Edvard Grieg: Peer Gynt Suite No.1
Many a TV advertisement (or, dare we say it, telephone on-hold service) has used the opening movement, Morning from Grieg’s Peer Gynt Suite No.1 to create a musical mood. The fourth movement depicting life In the Hall of the Mountain King, meanwhile, will forever be remembered by thousands as the Alton Towers theme tune. Grieg, however, had very different ideas at the forefront of his mind when he composed this glorious music.
The story behind Edvard Grieg's Peer Gynt
He had been asked by the playwright Henrik Ibsen to set to music his quintessentially Scandinavian play Peer Gynt. The composer responded by creating a collection of tableaux, some of which were later formed into two separate suites. He didn’t have much faith in them, feeling under pressure from Ibsen to come up with the melodies as quickly as possible, but they were received with huge enthusiasm by the Norwegian audiences of his day.

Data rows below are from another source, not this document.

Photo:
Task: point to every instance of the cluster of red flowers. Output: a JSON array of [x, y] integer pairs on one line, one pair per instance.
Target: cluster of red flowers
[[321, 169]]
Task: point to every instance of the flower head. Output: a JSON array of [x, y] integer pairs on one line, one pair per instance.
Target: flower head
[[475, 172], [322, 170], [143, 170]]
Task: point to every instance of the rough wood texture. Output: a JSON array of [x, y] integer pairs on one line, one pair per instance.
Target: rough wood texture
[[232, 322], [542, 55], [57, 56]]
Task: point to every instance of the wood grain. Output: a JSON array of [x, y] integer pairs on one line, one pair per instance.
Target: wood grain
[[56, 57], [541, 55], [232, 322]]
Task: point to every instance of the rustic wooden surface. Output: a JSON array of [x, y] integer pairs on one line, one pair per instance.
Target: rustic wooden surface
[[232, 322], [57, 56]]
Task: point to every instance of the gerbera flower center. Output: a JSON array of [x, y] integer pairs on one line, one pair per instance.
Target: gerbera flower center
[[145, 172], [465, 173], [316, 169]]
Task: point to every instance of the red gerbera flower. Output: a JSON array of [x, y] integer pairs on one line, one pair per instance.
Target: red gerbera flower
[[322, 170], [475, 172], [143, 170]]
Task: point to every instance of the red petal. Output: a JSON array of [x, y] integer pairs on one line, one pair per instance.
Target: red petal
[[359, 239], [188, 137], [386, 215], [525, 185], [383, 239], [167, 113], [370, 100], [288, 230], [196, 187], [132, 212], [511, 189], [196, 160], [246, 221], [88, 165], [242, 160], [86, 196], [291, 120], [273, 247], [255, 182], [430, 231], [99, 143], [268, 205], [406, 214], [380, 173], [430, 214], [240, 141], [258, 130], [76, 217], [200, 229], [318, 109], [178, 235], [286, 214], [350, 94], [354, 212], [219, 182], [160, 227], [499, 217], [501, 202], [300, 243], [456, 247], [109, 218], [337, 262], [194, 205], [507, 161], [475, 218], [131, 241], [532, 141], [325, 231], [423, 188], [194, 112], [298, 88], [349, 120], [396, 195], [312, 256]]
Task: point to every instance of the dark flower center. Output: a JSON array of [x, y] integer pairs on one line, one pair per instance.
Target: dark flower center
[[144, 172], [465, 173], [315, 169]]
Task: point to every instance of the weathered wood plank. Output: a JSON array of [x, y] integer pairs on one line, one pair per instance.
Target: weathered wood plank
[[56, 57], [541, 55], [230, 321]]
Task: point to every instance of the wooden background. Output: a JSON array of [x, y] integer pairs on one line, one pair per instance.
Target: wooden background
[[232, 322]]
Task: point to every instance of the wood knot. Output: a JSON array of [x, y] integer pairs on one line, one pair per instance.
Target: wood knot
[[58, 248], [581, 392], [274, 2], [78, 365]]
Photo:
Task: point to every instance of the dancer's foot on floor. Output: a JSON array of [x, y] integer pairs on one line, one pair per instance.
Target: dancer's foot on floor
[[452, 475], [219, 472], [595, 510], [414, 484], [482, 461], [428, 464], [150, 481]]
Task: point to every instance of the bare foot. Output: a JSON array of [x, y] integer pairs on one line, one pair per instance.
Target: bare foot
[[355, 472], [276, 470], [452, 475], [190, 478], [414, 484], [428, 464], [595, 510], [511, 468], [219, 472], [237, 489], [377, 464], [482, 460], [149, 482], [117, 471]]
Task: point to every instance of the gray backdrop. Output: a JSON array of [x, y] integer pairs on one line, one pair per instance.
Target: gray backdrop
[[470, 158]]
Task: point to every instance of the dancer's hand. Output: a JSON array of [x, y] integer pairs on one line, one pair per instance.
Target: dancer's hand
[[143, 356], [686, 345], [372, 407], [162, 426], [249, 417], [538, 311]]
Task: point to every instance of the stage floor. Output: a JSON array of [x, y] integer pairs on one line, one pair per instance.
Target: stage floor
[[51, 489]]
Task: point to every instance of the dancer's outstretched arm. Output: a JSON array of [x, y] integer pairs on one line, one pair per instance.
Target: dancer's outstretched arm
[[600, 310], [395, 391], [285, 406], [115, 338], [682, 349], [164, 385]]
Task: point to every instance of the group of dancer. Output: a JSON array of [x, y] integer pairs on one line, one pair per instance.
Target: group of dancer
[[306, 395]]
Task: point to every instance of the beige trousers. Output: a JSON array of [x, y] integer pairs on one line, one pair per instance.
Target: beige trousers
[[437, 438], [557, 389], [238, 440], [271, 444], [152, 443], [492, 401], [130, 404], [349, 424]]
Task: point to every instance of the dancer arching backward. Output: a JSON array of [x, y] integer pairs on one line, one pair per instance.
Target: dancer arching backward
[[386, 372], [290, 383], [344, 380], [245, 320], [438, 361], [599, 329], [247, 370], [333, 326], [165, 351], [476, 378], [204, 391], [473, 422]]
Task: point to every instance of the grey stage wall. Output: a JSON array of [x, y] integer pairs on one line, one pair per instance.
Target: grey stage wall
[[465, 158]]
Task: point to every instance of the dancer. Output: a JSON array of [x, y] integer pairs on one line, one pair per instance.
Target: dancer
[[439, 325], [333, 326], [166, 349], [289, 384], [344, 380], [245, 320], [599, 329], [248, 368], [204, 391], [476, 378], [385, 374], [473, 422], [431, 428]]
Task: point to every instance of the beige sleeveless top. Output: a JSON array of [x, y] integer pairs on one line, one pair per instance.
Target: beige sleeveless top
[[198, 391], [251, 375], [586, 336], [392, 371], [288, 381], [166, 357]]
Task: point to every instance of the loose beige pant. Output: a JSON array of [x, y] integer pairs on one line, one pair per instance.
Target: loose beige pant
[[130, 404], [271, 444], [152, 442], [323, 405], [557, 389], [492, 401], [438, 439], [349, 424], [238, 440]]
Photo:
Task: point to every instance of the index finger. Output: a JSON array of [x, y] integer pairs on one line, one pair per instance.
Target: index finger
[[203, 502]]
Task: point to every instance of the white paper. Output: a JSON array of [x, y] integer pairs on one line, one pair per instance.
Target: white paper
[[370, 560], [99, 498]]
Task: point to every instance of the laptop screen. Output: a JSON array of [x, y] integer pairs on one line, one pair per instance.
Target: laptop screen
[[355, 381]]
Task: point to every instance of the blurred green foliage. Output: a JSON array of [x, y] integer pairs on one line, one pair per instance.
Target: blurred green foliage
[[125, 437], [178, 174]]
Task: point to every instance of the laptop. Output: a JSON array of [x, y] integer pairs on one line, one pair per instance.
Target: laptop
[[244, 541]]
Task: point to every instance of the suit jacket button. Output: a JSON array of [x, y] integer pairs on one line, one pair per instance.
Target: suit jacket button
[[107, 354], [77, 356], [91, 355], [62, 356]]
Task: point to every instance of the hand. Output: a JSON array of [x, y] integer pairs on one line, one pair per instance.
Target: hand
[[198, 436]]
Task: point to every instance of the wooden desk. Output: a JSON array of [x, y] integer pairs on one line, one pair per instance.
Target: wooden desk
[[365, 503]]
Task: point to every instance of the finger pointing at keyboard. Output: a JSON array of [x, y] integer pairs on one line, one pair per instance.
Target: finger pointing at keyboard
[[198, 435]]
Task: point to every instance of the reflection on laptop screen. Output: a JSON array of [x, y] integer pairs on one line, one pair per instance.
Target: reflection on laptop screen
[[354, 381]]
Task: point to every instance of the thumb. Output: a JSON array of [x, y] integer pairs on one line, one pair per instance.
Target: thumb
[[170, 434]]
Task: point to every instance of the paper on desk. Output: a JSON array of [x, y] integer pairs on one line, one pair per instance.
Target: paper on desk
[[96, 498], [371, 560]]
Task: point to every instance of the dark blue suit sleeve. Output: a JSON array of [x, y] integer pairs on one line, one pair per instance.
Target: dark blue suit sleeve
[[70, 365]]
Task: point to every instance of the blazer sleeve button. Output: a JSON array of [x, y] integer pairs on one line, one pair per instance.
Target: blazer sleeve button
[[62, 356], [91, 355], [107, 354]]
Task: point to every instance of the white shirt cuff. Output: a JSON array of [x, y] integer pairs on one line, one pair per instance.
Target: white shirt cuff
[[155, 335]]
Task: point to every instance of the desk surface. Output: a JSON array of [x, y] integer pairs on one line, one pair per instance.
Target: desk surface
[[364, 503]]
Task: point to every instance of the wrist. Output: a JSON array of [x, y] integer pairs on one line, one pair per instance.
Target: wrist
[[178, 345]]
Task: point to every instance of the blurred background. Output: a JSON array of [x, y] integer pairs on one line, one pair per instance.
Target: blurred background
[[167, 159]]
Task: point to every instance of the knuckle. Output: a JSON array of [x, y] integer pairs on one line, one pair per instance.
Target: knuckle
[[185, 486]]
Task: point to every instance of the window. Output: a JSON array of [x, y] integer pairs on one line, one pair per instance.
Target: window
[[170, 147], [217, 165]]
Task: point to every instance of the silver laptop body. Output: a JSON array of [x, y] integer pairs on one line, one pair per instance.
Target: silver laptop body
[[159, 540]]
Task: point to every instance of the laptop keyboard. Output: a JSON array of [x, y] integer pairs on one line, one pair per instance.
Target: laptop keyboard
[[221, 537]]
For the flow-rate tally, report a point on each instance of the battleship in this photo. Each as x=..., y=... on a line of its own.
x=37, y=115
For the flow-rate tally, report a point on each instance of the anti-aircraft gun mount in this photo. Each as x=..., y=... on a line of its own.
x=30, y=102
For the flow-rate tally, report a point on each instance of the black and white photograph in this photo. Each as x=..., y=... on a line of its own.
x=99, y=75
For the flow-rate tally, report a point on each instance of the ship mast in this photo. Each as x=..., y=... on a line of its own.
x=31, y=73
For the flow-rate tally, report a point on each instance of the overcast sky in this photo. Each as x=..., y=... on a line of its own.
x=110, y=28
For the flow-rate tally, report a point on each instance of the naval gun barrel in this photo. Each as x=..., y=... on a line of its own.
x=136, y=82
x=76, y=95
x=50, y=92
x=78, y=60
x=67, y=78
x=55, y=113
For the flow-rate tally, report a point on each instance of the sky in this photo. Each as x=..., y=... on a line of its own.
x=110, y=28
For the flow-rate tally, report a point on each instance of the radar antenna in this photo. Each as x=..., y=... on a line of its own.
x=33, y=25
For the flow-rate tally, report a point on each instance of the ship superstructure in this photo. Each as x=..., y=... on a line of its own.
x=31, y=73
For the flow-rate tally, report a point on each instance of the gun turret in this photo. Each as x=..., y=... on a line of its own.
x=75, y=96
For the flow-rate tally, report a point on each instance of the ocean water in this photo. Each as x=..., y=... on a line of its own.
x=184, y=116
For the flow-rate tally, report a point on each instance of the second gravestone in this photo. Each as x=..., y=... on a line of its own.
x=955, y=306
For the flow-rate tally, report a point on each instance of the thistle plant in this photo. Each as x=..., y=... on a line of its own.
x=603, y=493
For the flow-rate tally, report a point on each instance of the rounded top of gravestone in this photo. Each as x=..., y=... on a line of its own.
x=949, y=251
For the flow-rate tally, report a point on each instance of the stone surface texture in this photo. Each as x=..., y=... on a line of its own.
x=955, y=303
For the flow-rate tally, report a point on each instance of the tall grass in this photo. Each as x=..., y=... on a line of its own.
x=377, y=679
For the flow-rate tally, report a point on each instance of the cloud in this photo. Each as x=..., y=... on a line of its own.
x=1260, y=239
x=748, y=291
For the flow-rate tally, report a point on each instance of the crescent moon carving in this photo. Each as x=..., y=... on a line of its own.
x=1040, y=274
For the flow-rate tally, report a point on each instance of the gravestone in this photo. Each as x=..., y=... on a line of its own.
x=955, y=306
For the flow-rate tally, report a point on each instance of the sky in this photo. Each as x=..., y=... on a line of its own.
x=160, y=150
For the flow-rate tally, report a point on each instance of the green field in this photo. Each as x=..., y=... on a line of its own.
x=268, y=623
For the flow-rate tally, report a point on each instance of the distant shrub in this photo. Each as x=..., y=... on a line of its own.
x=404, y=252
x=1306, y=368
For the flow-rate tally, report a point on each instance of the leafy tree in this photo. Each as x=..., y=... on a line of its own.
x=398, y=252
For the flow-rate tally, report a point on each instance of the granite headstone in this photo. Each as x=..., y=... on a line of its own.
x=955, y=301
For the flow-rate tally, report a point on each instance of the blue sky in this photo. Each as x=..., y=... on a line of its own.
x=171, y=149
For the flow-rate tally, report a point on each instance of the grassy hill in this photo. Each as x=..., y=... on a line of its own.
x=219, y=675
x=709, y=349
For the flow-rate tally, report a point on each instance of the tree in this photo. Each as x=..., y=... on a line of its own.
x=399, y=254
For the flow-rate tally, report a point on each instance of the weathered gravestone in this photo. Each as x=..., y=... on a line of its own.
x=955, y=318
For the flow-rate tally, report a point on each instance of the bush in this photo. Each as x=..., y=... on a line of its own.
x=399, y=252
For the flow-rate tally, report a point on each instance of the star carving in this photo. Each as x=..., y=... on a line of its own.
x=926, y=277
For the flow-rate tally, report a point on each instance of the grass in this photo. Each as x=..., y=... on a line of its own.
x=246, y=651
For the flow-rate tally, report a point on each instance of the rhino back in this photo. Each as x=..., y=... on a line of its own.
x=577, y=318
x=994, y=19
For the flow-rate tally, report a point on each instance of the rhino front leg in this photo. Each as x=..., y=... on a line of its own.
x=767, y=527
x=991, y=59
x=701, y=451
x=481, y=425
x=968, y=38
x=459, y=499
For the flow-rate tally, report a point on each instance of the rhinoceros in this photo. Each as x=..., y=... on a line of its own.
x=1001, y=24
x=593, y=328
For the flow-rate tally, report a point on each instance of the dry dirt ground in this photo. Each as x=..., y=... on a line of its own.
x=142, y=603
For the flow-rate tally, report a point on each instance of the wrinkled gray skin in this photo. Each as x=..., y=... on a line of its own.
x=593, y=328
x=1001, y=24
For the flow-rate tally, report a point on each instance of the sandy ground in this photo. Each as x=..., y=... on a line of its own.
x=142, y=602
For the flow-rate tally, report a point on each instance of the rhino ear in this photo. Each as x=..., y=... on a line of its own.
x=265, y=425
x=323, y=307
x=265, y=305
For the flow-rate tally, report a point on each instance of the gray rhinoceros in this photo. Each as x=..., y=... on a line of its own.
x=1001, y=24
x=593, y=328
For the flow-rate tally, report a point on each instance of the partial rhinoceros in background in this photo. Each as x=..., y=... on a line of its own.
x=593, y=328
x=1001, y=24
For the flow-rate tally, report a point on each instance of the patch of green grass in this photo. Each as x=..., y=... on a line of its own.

Given that the two suites are the composer’s own distillation of the best melodies from the play, it’s not surprising that they quickly became more popular than the complete score for Peer Gynt. Indeed, that very score wasn’t even published in Grieg’s own lifetime, finally becoming available in 1908, the year after the composer’s death.
Recommended Recording
Estonian National Symphony Orchestra; Paavo Järvi (conductor). Virgin Classics: 5457222.